Christmas Bells

Christmas Bells
Christmas Bells - Blandfordia nobilis

Tuesday, July 04, 2006

The Nature of birds in winter

This week has seen the continuation of winter (of course). A rich and varied pallette of weather, from cold and dry and sunny, to cold and wet and windy. Whatever the weather, the birds still need to keep on doing their thing.

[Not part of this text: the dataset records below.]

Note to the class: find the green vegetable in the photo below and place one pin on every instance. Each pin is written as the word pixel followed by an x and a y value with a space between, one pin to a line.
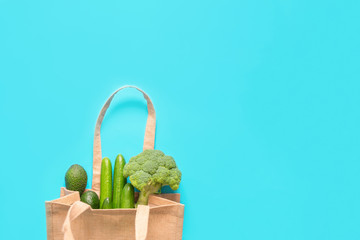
pixel 91 198
pixel 106 204
pixel 149 171
pixel 127 196
pixel 105 181
pixel 119 180
pixel 76 178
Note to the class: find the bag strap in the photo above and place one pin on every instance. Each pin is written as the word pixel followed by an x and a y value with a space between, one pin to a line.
pixel 74 212
pixel 149 138
pixel 78 208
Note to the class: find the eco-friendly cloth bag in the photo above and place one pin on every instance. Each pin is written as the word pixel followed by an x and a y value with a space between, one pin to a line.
pixel 68 218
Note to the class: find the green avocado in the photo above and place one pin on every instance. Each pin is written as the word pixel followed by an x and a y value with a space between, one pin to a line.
pixel 76 178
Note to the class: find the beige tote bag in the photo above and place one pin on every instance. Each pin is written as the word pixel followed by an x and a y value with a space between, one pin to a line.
pixel 68 218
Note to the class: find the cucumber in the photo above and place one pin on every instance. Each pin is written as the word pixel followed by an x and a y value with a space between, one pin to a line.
pixel 127 196
pixel 105 181
pixel 106 204
pixel 119 180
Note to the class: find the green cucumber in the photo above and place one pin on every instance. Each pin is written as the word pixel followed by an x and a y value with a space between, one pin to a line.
pixel 105 181
pixel 107 204
pixel 119 180
pixel 127 196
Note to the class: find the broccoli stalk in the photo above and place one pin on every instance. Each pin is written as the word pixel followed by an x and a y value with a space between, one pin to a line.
pixel 149 171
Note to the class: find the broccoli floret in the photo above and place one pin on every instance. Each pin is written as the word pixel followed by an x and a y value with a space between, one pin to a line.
pixel 149 171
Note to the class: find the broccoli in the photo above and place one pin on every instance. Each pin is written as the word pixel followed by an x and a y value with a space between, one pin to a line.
pixel 149 171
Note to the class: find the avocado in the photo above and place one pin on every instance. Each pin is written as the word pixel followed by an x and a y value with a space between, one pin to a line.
pixel 106 204
pixel 76 178
pixel 91 198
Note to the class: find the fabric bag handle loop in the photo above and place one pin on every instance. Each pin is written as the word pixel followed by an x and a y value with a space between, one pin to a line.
pixel 149 139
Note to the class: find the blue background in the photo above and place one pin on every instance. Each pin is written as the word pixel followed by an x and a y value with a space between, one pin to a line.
pixel 258 101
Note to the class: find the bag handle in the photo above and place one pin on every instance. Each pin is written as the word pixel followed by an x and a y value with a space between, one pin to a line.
pixel 78 208
pixel 149 139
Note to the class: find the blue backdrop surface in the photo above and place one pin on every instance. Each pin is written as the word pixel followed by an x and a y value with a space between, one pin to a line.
pixel 258 102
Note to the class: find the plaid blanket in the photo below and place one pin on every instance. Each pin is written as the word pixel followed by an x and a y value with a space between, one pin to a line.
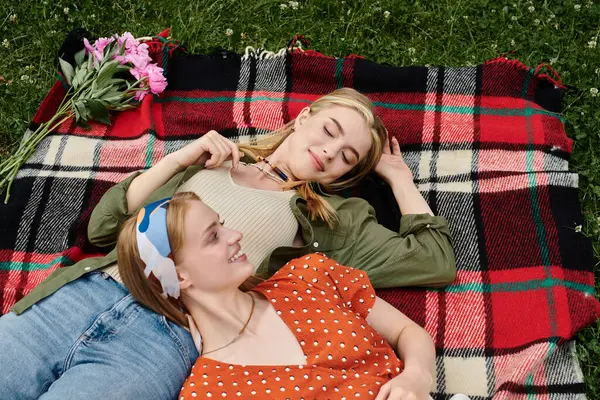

On a cold clear day, earlier this week, there was a Superb Fairy Wren, (Malurus cyaneus) male in "eclipse plumage", sitting outside my study window. These birds which look like the female, differ by having the distinctive blue tail feathers of the male, and dark eyes and beak, not the reddish brown colours of the female Wren.

The "Blue Wrens" (to use the more popular name) are often seen busily scurring amongst the shrubbery looking for insects. But this little fellow was happily sunning himself for a few moments, before ducking off in his usual busy manner.

Its call may be heard if you download the MP3 file from this site (item no: 36).

Another bird which is commonly seen around Robertson in winter (well, all year, actually) is the Lewin's Honeyeater (Meliphaga lewinii). For a true Honeyeater, (by which I mean not a Wattlebird), this is a large Honeyeater.

It has the distinctive yellow ear patch, a yellow "gape" (mouth marking) at the edge of the beak.

This bird is quite common in Robertson, but it likes to be in the heavy shrubbery. Consequently, it is more often heard than seen.

The ABC site linked here below will allow** you to download a file which will play the call of this bird for you. It has a rapid and repeated piping call.

** Note: the links to the bird calls on the ABC's site require you to have, or to install "Real Player" , which is available for downloading from that site. If you do not wish to proceed with that process, I can understand. It is not necessary to listen to these calls, if that process is troublesome for you.

For a Honeyeater, this bird is distinctive in that a large part of its diet is made up of fruit and berries. It is also fond of certain flowers in my garden, for their nectar.

However, this bird was hanging around in the Ink Bush (Phytolacca sp) for the purpose of gathering the ripe "inky" berries, which it loves.
Other birds which are commonly seen and heard in winter, are the Bowerbirds, which come out into the paddocks to feed on insects (specifically in winter).
Crimson Rosellas are common, but often difficult to photograph, unless one has a bird feeding table.
Wonga Pigeons and the Eastern Whipbird (Psophodes olivaceus) (image visible at this site) are still around, but very hard to photograph. The Whipbird's distinctive call may also be downloaded from the ABC's site here.